- Country: New Zealand
- Location: Te Aroha
- Coordinates: 37°35′18″S 175°43′18″E﻿ / ﻿37.58833°S 175.72167°E
- Status: Operating
- Construction began: April 2025
- Commission date: July 2026
- Owner: Harmony Energy

Solar farm
- Type: Flat-panel PV
- Collectors: 329,000
- Site area: 182 ha 450 acres

Power generation
- Nameplate capacity: 150 MW_{ac} (202 MW_{p})
- Annual net output: 280 GWh

= Tauhei Solar Farm =

Solar farm in the Waikato Region, New Zealand

The Tauhei solar farm is a photovoltaic power station in New Zealand. The farm was constructed near Te Aroha in the Matamata-Piako District by UK-based Harmony Energy, and it is rated at 202 MW_{p} / 150 MW_{ac}.

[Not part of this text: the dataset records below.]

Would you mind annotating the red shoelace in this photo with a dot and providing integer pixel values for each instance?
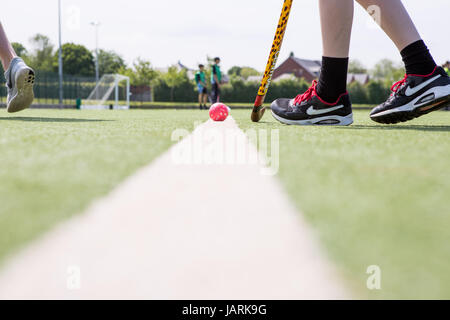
(307, 95)
(396, 86)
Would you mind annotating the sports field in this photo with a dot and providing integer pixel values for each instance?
(375, 195)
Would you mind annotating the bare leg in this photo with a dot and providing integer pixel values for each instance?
(395, 21)
(336, 18)
(7, 52)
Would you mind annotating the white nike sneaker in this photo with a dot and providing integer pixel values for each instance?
(414, 96)
(309, 109)
(19, 81)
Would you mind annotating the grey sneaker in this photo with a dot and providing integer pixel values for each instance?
(19, 81)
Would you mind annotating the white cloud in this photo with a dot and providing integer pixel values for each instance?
(240, 31)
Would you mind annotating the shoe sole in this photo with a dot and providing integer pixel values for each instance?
(23, 96)
(321, 121)
(410, 111)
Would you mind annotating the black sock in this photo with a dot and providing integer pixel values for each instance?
(417, 59)
(333, 78)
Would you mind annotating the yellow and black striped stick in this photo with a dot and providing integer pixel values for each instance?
(258, 109)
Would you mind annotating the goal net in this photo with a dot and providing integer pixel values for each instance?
(111, 92)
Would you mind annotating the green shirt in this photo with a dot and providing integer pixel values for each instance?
(215, 70)
(200, 77)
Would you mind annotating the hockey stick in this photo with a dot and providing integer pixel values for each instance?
(258, 109)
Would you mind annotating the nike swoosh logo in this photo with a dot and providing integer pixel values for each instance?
(313, 112)
(412, 91)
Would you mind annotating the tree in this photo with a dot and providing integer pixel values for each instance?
(173, 78)
(20, 49)
(77, 60)
(141, 74)
(247, 72)
(388, 70)
(243, 72)
(235, 71)
(355, 66)
(110, 62)
(41, 57)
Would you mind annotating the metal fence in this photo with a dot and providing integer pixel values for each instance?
(46, 88)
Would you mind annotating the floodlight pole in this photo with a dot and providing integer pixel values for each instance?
(96, 25)
(60, 60)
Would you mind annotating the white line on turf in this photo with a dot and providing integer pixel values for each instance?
(180, 232)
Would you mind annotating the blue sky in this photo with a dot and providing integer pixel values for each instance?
(240, 31)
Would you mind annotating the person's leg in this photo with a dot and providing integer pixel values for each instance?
(7, 52)
(397, 24)
(205, 99)
(327, 101)
(336, 18)
(214, 93)
(200, 99)
(19, 77)
(426, 87)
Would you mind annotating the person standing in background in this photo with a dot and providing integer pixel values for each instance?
(200, 80)
(216, 80)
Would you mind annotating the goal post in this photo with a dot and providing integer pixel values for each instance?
(112, 91)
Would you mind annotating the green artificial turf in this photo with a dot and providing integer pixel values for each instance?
(54, 163)
(376, 195)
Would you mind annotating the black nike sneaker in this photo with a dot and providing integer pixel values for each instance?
(310, 109)
(413, 97)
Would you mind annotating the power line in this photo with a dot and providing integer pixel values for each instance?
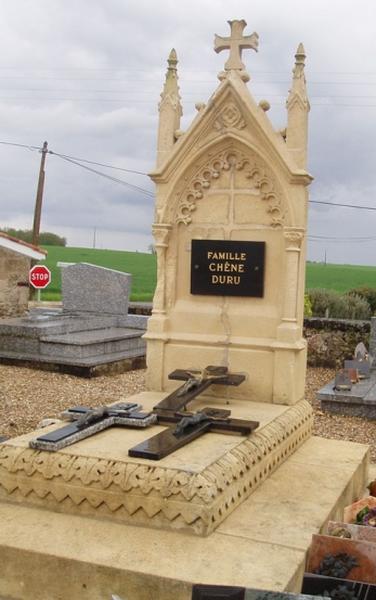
(75, 158)
(99, 164)
(76, 161)
(344, 205)
(22, 145)
(115, 179)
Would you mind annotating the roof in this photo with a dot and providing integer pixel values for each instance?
(10, 243)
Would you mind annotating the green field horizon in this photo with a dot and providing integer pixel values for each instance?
(143, 268)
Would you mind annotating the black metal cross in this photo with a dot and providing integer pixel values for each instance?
(190, 426)
(184, 426)
(88, 421)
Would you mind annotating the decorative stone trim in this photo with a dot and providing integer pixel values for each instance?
(140, 493)
(260, 181)
(230, 116)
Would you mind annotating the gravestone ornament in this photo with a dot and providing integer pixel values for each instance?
(88, 421)
(188, 426)
(362, 366)
(227, 268)
(235, 43)
(343, 380)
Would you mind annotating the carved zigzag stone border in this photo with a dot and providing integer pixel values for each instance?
(139, 494)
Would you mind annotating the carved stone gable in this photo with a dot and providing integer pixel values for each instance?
(260, 185)
(229, 116)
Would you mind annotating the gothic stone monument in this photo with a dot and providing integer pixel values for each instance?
(230, 224)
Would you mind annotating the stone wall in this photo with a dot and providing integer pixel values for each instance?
(14, 288)
(332, 341)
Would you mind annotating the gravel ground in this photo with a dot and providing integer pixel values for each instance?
(27, 396)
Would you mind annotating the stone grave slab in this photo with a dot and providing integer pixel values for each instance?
(181, 491)
(359, 401)
(105, 557)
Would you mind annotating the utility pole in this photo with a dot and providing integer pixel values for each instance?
(39, 197)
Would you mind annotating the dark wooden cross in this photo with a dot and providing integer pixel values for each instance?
(189, 426)
(184, 426)
(87, 421)
(235, 43)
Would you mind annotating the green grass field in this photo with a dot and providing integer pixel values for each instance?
(340, 278)
(143, 268)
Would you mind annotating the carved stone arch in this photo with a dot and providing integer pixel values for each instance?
(210, 166)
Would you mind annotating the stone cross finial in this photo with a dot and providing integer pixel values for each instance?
(299, 62)
(236, 42)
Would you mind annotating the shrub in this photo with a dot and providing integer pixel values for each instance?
(307, 306)
(328, 303)
(323, 302)
(368, 294)
(355, 307)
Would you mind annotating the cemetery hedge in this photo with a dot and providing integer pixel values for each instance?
(341, 278)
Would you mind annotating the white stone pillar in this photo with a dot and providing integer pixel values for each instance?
(293, 240)
(161, 232)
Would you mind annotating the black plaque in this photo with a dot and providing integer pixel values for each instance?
(227, 268)
(217, 592)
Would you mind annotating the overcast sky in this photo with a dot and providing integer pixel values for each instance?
(85, 75)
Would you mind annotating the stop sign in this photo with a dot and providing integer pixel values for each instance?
(39, 276)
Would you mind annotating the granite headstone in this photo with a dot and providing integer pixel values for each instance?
(93, 289)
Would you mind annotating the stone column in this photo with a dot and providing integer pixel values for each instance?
(293, 239)
(372, 341)
(161, 232)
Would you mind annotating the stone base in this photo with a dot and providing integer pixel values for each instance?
(262, 544)
(194, 489)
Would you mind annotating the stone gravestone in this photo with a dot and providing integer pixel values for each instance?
(230, 237)
(230, 225)
(93, 289)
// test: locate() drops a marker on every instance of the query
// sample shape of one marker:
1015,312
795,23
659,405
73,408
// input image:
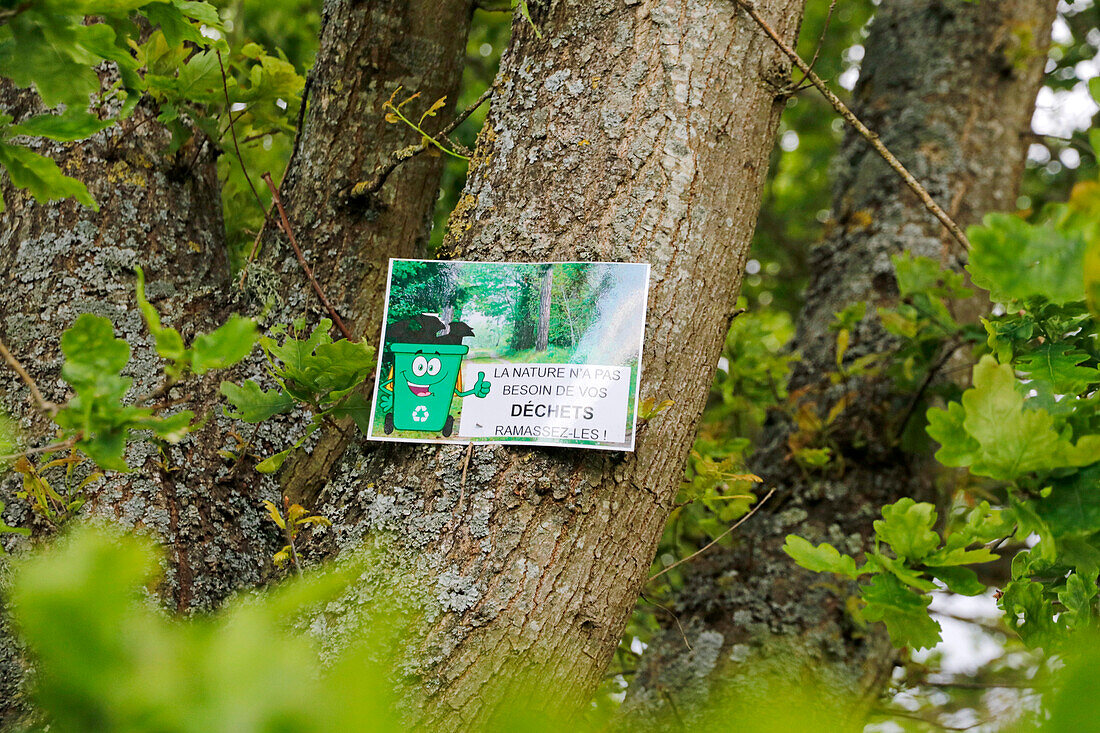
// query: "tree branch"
373,185
301,260
871,138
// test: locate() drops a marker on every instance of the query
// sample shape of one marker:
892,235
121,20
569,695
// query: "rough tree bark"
62,259
950,87
635,131
165,215
369,50
542,339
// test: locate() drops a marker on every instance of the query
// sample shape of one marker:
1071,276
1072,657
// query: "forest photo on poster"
509,352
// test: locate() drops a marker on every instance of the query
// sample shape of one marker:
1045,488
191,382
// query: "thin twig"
821,41
462,485
713,542
43,404
674,617
290,159
232,131
372,186
42,449
862,129
301,259
949,350
288,532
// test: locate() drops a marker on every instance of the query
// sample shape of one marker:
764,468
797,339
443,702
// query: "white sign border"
492,441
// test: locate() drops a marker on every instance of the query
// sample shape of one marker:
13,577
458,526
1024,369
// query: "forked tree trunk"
635,131
61,260
369,50
165,215
950,87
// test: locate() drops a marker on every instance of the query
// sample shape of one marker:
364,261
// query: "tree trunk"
165,215
367,51
932,73
63,259
542,339
635,131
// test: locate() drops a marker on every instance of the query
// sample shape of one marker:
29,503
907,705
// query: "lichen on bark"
932,72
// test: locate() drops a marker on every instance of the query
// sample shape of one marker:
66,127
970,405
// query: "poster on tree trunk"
543,353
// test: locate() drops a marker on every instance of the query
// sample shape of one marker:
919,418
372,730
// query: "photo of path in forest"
452,329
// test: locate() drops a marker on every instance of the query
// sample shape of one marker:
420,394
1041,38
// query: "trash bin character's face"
427,371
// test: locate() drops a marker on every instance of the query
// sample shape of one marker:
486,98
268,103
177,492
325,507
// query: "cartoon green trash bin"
422,384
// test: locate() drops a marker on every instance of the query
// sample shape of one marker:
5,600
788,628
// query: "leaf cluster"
314,372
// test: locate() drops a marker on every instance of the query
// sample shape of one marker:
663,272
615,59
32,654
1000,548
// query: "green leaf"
919,274
107,448
903,611
168,342
224,347
1030,613
90,350
1013,440
41,176
72,126
274,462
906,527
1058,363
1077,597
1015,260
295,353
822,558
901,570
956,446
253,404
1091,267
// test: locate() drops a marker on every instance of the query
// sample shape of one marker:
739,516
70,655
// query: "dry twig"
849,117
301,259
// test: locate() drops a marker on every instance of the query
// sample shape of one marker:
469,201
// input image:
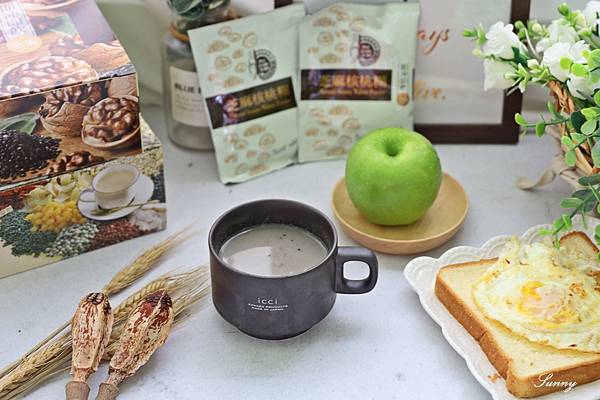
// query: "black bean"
21,152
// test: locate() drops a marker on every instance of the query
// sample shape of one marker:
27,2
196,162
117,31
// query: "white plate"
143,193
421,273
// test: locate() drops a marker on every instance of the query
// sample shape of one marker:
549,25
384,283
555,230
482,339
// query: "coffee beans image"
15,231
21,152
73,240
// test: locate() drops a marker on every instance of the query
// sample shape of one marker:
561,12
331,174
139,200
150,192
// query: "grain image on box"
250,91
356,69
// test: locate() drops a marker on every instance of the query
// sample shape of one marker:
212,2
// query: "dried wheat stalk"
188,287
123,279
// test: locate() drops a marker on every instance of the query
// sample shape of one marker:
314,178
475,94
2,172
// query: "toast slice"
530,369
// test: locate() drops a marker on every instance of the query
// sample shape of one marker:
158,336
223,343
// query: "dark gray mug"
282,307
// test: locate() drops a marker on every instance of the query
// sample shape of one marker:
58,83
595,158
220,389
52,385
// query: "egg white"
528,291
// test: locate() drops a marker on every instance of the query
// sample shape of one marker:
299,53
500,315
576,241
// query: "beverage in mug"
273,250
277,268
112,187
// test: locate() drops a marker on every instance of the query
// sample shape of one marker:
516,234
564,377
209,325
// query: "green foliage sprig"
194,9
581,202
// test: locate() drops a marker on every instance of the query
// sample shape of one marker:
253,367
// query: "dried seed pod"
147,329
90,329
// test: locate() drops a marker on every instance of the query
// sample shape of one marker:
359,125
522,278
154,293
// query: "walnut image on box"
44,220
68,91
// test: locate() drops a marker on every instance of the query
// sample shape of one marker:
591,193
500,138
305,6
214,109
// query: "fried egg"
536,296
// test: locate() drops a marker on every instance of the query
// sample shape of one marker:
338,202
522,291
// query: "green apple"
393,176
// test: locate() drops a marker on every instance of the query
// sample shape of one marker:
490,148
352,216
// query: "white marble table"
375,346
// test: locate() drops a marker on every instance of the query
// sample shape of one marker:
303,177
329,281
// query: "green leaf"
592,180
590,112
557,224
23,123
568,142
566,219
577,119
579,70
540,128
571,202
552,110
469,33
565,63
596,154
571,158
589,127
584,195
520,120
597,98
578,137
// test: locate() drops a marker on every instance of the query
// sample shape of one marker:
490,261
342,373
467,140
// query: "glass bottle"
187,121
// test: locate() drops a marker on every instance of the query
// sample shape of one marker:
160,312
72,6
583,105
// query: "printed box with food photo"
44,220
68,91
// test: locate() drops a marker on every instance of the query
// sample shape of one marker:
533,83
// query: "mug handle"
355,286
88,200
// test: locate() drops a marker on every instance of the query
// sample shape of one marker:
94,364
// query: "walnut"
111,120
104,57
64,109
44,73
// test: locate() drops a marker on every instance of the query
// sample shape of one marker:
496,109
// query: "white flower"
581,87
558,32
496,75
555,53
500,41
591,13
577,50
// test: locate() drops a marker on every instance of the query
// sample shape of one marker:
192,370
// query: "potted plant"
565,57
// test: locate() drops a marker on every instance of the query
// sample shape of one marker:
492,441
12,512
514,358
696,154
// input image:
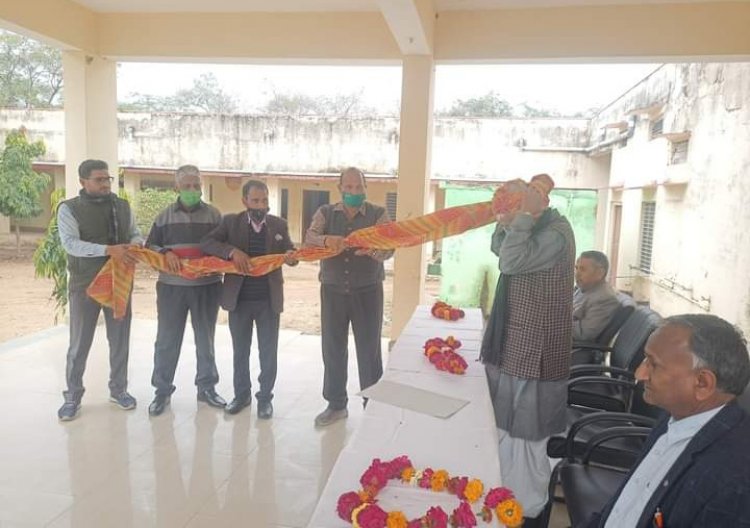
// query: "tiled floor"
193,466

The project applied for fast-track consent under the Covid-19 Recovery (Fast-Track Consenting) Act 2020 in December 2021. The project converted a dairy farm to sheep, with farming continuing alongside electricity generation. Consent was granted in September 2022. Construction began in April 2025, and was completed in 2026. The first row of solar panels was installed in October 2025. The final panel was installed in May 2026, and the farm began exporting electricity to the grid in July 2026.